= Charles E. Stevens American Atheist Library and Archives =

Library in Cranford, New Jersey, US

Charles E. Stevens American Atheist Library and Archives (CESAALA) is a collection of over 40,000 volumes of books, documents, and various other research tools located in Cranford, New Jersey, United States. It was founded by the American Atheists and currently records oral histories of various intellectuals and lecturers. The library also contains "historical pamphlets, leather-bound volumes, early free-thought publications, and other separationist arcana." The library is valued at between $1 million and $3 million and is one of American Atheists' most valuable assets. The American Atheist Press is a division of the Charles E. Stevens American Atheist Library.

==Namesake==
The library is named for Charles E. Stevens, a stonemason from Hawthorne, California. Stevens had fought in the Spanish Civil War and was well into his 80s when he first donated money to Madalyn Murray O'Hair and the American Atheists. He supported O'Hair and her fight to banish mandatory prayer in public schools and supported free thought. He wrote to O'Hair, telling her that when he was growing up he was too poor to afford books and wanted to now support the building of a library that would promote works often banned from other libraries.

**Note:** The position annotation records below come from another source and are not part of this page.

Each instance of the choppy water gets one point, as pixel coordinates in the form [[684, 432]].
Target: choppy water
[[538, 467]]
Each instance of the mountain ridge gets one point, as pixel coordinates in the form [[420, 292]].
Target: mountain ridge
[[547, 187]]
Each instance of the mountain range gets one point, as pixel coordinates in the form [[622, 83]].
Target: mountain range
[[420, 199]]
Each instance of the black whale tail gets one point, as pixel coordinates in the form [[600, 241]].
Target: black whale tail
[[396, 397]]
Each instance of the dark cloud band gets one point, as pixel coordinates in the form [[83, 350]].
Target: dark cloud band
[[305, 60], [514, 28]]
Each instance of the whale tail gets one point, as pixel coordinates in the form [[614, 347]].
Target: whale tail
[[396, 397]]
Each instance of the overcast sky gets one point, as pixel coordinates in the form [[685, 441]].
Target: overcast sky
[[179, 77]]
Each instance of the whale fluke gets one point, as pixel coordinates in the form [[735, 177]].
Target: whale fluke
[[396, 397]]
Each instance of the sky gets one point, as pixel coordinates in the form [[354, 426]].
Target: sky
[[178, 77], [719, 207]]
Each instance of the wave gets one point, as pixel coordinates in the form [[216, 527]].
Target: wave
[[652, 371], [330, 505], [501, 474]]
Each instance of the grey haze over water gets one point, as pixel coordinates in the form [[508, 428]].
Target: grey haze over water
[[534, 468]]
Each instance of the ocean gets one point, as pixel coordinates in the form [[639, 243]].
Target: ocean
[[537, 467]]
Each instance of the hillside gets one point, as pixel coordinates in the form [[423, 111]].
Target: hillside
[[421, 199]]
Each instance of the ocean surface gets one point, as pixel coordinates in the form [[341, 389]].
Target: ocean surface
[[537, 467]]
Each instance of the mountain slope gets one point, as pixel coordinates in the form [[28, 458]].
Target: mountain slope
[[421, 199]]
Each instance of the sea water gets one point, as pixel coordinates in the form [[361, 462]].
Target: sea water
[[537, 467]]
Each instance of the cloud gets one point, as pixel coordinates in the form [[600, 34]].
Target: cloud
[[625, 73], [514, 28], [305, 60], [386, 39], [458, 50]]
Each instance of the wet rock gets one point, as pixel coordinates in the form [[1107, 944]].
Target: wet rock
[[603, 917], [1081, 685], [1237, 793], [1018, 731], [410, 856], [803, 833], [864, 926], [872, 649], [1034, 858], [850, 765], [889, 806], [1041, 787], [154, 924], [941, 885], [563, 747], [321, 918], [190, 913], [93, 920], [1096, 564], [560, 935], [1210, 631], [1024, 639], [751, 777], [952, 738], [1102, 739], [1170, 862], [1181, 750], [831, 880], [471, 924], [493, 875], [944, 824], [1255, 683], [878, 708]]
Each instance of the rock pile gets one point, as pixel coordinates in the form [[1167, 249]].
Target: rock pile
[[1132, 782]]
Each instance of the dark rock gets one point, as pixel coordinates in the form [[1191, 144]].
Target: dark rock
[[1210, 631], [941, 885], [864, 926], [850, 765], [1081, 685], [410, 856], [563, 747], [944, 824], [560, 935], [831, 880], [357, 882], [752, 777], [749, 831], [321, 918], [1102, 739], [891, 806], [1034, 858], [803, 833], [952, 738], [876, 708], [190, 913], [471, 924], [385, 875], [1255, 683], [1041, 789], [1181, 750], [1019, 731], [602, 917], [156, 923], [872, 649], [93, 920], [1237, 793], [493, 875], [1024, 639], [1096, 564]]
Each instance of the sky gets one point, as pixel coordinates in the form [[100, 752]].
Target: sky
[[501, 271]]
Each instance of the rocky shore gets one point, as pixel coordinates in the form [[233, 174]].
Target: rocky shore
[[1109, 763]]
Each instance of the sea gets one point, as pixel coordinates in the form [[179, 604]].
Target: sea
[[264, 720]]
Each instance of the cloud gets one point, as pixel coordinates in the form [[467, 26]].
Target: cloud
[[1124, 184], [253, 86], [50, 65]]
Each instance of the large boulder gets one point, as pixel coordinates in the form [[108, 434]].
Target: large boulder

Deeply touched by his sentiment, O'Hair vowed to name the finished library after Stevens, which got its official name in 1969. Stevens first wrote a check for $1,000 on February 26, 1965. A scanned copy of the original check can be found at the CESAALA website. Over the course of his lifetime, Stevens donated $8,000 to O'Hair and the library, which was his entire life's savings. When O'Hair learned that Stevens had donated all the money he had, she tried to contact him to return the funds, only to discover that he had since died.

==Volumes==
The purpose of the CESAALA was to provide other atheists information and support to defend themselves when being persecuted. By 1987, the library had accumulated 40,000 volumes and 25,000 pieces of archived material. Presently, the library houses between 100,000 and 140,000 documents.

==Madalyn Murray O'Hair==
Madalyn Murray O'Hair had problems with the Internal Revenue Service for years. In 1993, she believed she might lose the library due to pending litigation with the IRS. Deciding to move the library to another location, O'Hair, along with her future murderer David Waters, individually packed each book in special acid-free paper to be shipped to a secret storage facility. Despite all of the IRS problems, official releases from the American Atheists claim the move was simply for space issues and that the library needed to be bigger. In late 1993 a computer with the only copy of the library's catalog was stolen and never recovered. In 1997, the IRS finally took away tax-exemption status from all of the American Atheist organizations, including the CESAALA. The IRS claimed that the library owed nearly $20,000 in back taxes. This loss of tax-exemption status would hinder the library's ability to accept donations, since contributors would not be able to write such charitable donations off in their taxes.

==Future plans==
According to the current CESAALA librarian Timothy Dicks, the library still has "a huge quantity of letters, ephemera, and other items that we have to identify and catalogue." There also are thousands of hours' worth of audio and video recordings being archived at the library on a wide variety of media. Because of the degradation rate of such formats, like cassette and videotape, librarians at CESAALA are working fast to digitize the audio and video which include American Atheist conventions and protests, the American Atheist Radio series, and the American Atheist Oral History Project. The library plans to create a searchable, public catalog that will contain the digitized formats of rare documents, photographs, video and audio; although the library is not currently open to the public, serious researchers can contact the American Atheists for access to the collection.